5. 1-3日間室温でそれが乾燥してみましょう。
ガーゼ·グリップの作製
1. 3シリコーンチューブ（：;：直径= 6.4ミリメートル、長さ= 10ミリメートル、チューブ3：直径= 3.1ミリメートル、長さ= 12ミリメートル管2の内径= 6.4ミリメートル、長さ= 5ミリメートル管1）を準備します。
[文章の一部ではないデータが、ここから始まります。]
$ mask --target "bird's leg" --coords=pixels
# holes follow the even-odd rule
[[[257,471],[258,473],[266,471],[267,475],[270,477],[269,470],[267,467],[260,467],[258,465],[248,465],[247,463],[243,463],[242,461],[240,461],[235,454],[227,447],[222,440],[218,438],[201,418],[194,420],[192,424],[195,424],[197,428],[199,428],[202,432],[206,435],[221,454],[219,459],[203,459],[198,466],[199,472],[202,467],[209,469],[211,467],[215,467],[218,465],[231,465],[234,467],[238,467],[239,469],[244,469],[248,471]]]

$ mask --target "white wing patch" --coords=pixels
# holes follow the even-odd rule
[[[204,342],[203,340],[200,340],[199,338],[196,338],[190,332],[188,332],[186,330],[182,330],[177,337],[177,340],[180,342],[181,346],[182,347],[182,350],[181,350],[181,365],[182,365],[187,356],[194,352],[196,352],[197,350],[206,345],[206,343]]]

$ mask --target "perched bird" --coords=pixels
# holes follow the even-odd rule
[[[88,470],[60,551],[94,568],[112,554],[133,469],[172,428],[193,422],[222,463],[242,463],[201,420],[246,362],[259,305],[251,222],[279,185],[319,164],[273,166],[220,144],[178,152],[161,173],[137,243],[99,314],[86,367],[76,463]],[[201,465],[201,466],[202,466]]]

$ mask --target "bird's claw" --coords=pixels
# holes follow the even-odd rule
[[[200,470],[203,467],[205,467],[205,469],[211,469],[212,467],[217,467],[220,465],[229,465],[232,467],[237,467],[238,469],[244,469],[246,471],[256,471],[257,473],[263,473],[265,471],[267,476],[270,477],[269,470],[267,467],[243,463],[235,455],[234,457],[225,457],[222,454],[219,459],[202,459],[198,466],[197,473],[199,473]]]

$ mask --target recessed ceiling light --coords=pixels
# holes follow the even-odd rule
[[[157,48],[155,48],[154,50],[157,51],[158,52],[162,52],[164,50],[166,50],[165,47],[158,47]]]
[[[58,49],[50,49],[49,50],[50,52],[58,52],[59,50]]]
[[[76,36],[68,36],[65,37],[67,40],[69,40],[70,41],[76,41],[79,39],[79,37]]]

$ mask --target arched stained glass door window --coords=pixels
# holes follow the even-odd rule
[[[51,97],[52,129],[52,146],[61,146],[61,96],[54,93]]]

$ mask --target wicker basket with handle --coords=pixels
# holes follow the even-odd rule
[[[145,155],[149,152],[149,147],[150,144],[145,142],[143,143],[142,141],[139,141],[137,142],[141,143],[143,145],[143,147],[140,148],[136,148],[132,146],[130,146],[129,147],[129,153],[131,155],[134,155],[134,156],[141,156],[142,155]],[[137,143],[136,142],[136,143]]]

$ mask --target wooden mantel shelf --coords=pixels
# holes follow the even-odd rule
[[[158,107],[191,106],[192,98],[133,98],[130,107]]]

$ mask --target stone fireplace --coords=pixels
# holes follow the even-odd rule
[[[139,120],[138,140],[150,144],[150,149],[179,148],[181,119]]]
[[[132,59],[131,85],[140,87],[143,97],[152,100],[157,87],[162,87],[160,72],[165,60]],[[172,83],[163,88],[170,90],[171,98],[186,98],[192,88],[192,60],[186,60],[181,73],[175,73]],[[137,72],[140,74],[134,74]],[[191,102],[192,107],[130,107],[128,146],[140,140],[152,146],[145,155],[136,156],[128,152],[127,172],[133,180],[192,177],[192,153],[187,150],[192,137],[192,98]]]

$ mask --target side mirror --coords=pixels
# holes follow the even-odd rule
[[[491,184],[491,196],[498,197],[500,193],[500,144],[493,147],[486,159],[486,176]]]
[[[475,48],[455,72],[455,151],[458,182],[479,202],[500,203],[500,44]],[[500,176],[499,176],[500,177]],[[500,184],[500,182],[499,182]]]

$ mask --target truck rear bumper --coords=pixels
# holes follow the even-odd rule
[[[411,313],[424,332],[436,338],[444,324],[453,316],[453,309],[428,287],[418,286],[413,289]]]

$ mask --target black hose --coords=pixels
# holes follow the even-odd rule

2. 説明するようにガーゼグリップを組み立て図1C中のd。
  1. カット管1長手方向に、チューブ2の上に、それを開いて、シリコーン接着剤で一緒にスティック。
  2. ×7センチシート5 cmの滅菌手術用ガーゼをカットし、その後、ガーゼの最も長い辺に沿ってチューブ3の上にしっかりとガーゼをロールバックします。ガーゼオーバーチューブ1チューブ2複合体を挿入します。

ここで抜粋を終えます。